I've had a handful of responses back from some of the volunteer projects I contacted. I'm now finding myself stepping closer and closer to making some sense out of the travel ideas flying around in my head. It turns out excessive amounts of thinking can in actual fact result in success! I was starting to feel a little dragged down by all the options and information, not knowing where to start or how to structure anything. Now I feel South America is definitely on the itinerary as a large chunk of the trip. I heard back from an animal rehabilitation centre in Bolivia and the reviews and testimonials are (for lack of a more suitable word) incredible. There is no requirement to book in advance, very little cost and you can stay as long as you like. The range of animals is fantastic; big cats, various monkey species and exotic birds, some of which can be seen here.
Each animal has their own individual story of how they ended up at the centre, many of which are extremely sad and involve terrible neglect or abuse.

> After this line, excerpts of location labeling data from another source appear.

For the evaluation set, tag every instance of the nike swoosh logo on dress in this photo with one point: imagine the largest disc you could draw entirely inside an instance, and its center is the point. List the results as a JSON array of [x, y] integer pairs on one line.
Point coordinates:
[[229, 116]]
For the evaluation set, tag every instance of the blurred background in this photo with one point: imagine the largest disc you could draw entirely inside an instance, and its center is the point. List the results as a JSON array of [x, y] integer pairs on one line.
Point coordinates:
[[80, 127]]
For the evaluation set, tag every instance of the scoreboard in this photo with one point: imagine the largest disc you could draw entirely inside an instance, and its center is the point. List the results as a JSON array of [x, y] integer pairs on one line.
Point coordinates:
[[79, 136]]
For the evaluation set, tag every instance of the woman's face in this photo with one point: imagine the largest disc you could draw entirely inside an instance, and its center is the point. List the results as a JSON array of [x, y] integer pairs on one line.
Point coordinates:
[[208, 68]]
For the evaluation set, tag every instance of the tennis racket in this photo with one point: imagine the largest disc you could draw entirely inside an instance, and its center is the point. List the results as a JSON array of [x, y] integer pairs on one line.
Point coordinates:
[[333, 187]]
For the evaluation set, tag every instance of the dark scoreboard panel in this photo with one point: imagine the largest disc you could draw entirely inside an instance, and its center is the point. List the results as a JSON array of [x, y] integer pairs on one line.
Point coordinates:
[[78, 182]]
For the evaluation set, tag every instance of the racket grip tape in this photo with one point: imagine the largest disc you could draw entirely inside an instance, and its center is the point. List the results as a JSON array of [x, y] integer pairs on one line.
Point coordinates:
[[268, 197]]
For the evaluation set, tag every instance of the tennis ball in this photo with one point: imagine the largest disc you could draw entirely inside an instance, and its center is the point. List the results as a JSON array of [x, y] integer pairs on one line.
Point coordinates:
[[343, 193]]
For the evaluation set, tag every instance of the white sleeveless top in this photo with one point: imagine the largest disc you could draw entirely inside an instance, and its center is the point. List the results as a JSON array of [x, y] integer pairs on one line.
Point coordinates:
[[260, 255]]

Species: Puma (Puma concolor)
Age: approximately 10 years old
Gato was originally caught in the mountains of Chile when he was 2 months old. After his mother was killed by hunters, he was sold on to a Bolivian circus, where he spent a year in captivity in a very small cage and as a pay per view sideshow. Gato was then trained to jump through hoops of fire. When he failed to perform he was beaten. The repeated beatings led to broken back legs.
Species: Capuchin monkey
When Loca was a few weeks old, a group of Bolivians snatched her from her mother and sold her in a market in La Paz. The Bolivian family who bought her kept her in a metal cage just large enough for her to stand. They cleaned the cage rarely, so that her fur matted and her skin grew infected from constant contact with her feces and urine. Her lungs weakened from the lack of fresh air. She grew nervous, depressed and irritable. The family nicknamed her Loca, meaning crazy, because of her erratic, and sometimes violent, behaviour. Her skin infection and mood swings worsened, and the family wanted to dispose of her. They brought her to the jungle to set her free. Loca had never seen another wild animal before. She clung to the family, hid in their clothes, and wailed. They brought her back to their home. A neighbour took Loca from the family and brought her to Inti Wara Yassi.
Each one of them needs special attention and care to ensure their successful release and survival back into the wild. Those unfortunate enough to be too unfit for release need the time and TLC of volunteers to allow them to live out their lives at the centre as happy ones.
I don't deny the work and conditions will be tough, but what an amazing and unforgettable experience it could be.